Throughout my life I have been, at one time or another, a believer in God, an agnostic and an atheist. I am amazed at the strength of other people's faith, especially at the faith of people who have taken up a new religion and fervently hold on to and defend their new beliefs for the rest of their lives. My question is how are people so convinced that their chosen religion is right over all the others. It seems impossible that a person can believe in a religion simply because he or she wants to - there must be some logic behind their reasoning - but I cannot understand it. Can you explain or is this one for psychologists?

This is a remarkable phenomenon, one that was noticed even in ancient times--the consensus gentium. Strictly speaking,I think, there is no good reason or defensible logic for belief in the standard religions. So, religious belief is, primarily, an issue for psychologists to figure out. Many philosophers have shown the irrationality or, anyway, non-rational grounding of religious belief. So, both the persistence of religious belief and its pervasive character must be thought of as remarkable. I suspect that inclinations to religious belief were selected through evolution because it was somehow adaptive. I also think that Freud was not entirely wrong that religious conviction extends from our being dependent upon parents during our formative years. Then, there's also our desire for order and comprehension that lends itself readily to thoughts about an ordering principle or source of intelligibility. And who is really free of a fear of death. There are, however, perhaps additional philosophical speculations that may complement the findings of natural and social scientists. For one thing, keep in mind that much of the conceptual and linguistic architecture of human culture was developed during periods of religious conviction. So, rough implications leading towards elements of religious conviction. ideas about time are paired with those of eternity, ideas of necessity with contingency, ideas of multiplicity with unity, etc. The shadow of Parmenides and Plato looms large over all of us, whatever our religious convictions. Another idea I've toyed with is that while, strictly speaking, the argument from design isn't sound and presents a weak analogy between human productions and the creation of the universe, it nevertheless does present an analogy that's easily apprehensible and not so weak as to amount to nonsense. As a weak but intelligible and attractive analogy, it persists even in the face of abstruse logical criticism.

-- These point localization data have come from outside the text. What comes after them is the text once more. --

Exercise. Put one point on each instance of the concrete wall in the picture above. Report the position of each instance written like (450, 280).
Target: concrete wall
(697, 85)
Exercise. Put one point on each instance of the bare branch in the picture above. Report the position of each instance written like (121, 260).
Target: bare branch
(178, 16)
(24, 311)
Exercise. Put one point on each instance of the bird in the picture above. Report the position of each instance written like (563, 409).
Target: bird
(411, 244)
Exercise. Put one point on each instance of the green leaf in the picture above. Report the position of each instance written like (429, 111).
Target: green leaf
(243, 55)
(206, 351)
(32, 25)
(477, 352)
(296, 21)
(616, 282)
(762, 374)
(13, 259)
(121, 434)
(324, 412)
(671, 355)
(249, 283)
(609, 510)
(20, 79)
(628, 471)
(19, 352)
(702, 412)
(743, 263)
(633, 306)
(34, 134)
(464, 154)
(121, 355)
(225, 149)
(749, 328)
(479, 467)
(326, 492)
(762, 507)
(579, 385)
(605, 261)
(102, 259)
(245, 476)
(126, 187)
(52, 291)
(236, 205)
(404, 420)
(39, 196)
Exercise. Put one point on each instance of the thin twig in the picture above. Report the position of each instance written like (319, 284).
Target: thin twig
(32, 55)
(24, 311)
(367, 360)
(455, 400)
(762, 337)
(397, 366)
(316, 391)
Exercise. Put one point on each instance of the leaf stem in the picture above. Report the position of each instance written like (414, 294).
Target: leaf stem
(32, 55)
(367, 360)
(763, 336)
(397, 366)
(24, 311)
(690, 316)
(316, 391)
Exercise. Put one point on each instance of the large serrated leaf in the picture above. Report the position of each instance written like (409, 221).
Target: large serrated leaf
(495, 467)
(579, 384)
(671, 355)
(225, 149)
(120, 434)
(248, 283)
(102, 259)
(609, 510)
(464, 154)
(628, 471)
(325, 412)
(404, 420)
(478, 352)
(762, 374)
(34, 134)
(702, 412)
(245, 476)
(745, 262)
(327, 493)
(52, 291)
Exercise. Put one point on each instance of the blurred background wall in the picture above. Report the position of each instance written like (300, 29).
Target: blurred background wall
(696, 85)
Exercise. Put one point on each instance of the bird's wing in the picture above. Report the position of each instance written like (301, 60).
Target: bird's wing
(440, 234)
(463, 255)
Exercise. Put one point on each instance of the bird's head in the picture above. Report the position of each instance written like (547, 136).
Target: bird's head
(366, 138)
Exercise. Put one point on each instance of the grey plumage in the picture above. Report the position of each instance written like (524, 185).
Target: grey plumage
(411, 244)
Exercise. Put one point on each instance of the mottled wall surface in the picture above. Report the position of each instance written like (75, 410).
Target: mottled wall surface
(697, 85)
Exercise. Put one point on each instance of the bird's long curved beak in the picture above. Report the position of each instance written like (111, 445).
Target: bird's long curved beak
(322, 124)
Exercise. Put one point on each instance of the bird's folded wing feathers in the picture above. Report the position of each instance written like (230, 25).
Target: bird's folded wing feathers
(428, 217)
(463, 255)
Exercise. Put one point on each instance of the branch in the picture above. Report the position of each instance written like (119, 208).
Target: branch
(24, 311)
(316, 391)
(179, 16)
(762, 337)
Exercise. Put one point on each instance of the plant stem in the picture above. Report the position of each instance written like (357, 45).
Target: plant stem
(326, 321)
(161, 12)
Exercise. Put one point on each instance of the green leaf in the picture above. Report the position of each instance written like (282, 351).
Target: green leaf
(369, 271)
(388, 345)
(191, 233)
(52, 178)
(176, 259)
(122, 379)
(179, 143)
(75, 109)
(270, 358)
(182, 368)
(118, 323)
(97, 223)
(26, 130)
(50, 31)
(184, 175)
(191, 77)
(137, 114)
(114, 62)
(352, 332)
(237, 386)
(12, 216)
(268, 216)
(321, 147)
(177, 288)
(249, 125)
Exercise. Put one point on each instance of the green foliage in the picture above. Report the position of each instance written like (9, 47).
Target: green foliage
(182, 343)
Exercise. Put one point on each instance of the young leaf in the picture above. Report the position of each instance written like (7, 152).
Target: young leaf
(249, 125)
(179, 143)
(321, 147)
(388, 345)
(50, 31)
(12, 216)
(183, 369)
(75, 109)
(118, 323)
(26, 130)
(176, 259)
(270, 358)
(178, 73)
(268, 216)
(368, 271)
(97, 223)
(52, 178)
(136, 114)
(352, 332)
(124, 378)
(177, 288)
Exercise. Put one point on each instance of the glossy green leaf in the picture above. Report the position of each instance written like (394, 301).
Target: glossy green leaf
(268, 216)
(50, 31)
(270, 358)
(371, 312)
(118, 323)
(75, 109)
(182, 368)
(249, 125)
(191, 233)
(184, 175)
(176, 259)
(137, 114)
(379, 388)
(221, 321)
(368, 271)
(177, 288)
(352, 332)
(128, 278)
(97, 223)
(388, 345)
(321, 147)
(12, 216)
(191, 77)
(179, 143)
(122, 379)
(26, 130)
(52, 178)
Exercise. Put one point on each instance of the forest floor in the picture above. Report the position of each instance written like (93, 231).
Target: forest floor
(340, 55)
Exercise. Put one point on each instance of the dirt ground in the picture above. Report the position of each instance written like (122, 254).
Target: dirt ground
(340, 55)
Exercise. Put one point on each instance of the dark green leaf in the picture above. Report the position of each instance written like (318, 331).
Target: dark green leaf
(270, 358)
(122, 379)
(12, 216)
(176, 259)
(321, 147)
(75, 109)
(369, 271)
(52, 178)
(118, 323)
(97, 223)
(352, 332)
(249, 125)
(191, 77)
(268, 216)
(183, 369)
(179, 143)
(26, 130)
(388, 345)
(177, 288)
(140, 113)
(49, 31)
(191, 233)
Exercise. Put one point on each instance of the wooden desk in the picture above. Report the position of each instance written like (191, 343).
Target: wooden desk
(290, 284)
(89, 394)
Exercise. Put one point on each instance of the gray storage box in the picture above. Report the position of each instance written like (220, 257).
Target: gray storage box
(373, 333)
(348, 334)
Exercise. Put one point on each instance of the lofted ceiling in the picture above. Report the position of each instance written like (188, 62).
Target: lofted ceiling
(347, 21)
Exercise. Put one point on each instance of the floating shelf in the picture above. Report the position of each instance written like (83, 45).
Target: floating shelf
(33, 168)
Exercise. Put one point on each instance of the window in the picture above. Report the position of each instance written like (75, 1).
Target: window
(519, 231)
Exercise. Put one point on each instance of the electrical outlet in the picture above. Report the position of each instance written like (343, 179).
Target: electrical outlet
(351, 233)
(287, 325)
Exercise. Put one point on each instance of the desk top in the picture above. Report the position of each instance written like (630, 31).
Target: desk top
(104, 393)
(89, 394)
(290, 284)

In his magnificent recent book, A Secular Age, the Canadian social philosopher Charles Taylor addresses exactly why it is that many North American and Western Europeans find themselves able to view religious belief as a choice that one can make on rational or other grounds.

Taylor's sophisticated philosophically-nuanced historical account of this and related questions show that philosophers can address issues like these with considerable success; psychologists undoubtedly also have a lot to say, but Taylor demontrates that the question you raise engages numerous fascinating philosophical issues in social philosophy, political philosophy, and metaphysical issues related to identity.